My new Black Dragon Betta, and I will get better pic once he settle in his new tank


----------



## TBemba (Jan 11, 2010)

Where did you get him?

looks interesting


----------



## bigfishy (Jun 19, 2009)

a better pic of the fish (black with steel blue scales)

 

I got it at Frank's Aquarium


----------



## WiyRay (Jan 11, 2009)

If only it were a crowntail... I would be so @ Franks right now...


----------



## Firerox (Apr 26, 2010)

Oooh I think I saw him at Frank's last week! Glad he has a new home now


----------



## bigfishy (Jun 19, 2009)

WiyRay said:


> If only it were a crowntail... I would be so @ Franks right now...


It's a super delta





Firerox said:


> Oooh I think I saw him at Frank's last week!

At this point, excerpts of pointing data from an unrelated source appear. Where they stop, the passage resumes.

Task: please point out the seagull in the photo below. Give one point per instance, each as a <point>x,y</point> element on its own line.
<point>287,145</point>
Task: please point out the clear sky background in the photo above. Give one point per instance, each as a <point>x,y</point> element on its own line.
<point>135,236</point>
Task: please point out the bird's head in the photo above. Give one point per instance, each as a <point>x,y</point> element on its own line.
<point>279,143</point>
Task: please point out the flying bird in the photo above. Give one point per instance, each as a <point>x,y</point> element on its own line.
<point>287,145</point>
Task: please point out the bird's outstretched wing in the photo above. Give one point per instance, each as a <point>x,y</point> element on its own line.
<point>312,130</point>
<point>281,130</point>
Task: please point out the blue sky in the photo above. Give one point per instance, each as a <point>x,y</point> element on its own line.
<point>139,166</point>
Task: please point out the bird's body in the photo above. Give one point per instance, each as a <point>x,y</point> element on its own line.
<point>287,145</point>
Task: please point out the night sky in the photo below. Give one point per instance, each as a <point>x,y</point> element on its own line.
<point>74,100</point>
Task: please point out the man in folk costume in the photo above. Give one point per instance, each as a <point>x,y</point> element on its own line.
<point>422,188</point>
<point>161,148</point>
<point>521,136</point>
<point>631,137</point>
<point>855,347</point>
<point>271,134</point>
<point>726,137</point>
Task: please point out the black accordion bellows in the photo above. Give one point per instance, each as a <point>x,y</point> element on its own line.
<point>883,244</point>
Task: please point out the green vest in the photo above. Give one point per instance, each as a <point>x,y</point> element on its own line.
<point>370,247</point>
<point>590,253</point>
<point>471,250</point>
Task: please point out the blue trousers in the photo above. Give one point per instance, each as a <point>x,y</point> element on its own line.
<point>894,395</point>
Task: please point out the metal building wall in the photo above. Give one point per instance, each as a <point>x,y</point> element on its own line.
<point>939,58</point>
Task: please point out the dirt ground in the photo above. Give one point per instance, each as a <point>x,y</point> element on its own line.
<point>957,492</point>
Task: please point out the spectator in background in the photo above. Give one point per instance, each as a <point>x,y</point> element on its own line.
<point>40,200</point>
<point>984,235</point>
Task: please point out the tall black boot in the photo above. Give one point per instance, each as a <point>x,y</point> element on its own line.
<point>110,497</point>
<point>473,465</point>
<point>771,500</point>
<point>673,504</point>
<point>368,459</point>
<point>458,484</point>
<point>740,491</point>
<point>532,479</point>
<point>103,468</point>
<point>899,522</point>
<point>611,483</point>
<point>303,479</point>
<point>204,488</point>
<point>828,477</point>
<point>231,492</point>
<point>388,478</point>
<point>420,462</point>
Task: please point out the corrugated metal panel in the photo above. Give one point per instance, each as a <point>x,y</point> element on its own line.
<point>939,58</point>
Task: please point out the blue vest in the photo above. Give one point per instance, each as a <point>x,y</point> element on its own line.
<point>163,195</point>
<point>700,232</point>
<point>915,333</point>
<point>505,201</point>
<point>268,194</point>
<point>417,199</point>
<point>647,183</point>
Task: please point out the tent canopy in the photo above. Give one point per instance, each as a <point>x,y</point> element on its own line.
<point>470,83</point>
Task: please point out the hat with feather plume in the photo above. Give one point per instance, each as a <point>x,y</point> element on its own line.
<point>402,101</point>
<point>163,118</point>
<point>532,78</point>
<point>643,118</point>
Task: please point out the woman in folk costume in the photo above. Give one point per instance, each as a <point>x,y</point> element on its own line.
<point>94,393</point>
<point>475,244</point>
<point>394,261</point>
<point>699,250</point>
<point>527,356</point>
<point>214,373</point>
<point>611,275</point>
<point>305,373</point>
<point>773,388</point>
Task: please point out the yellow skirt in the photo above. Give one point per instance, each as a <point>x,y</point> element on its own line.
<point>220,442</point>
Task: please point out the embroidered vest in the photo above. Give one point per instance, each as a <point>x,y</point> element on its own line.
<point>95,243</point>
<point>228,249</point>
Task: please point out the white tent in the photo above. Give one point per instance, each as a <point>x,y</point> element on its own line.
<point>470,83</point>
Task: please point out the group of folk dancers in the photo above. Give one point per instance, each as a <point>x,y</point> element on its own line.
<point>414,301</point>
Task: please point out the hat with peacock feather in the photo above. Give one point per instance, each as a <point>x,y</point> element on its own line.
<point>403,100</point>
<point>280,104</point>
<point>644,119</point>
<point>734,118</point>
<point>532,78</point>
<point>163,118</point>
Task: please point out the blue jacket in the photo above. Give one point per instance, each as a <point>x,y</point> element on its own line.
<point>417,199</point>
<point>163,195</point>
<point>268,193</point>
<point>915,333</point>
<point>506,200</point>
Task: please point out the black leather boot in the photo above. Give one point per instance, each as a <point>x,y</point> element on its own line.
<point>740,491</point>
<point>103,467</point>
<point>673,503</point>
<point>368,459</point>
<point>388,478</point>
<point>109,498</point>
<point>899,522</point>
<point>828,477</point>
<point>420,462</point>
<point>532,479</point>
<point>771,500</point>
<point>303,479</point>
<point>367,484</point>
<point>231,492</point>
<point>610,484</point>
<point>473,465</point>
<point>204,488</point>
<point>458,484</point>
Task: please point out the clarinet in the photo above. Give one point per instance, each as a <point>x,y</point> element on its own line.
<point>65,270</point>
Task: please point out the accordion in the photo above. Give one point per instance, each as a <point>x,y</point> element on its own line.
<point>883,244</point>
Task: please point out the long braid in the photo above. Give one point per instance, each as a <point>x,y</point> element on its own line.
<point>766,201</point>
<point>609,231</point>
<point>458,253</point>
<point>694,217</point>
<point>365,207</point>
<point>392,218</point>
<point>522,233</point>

Glad he has a new home now


This is a different fish, he got them last night


----------



## TBemba (Jan 11, 2010)

I really want to check this place out, it's like close to a 2 hr drive so I keep waiting till he get the big shipment in. But the big shipment always seems to be in a couple of weeks so I keep waiting. 

When will be the optimal date to go?


----------



## Cory (May 2, 2008)

My mom would love that fish.. Congrats.


----------



## Fish_Man (Apr 9, 2010)

amazing, he got a good shipment of betta in last week?


----------



## bigfishy (Jun 19, 2009)

Fish_Man said:


> amazing, he got a good shipment of betta in last week?


He should have a new Thailand (mainly betta) shippment by today (his shop is closed today), by tomorrow


----------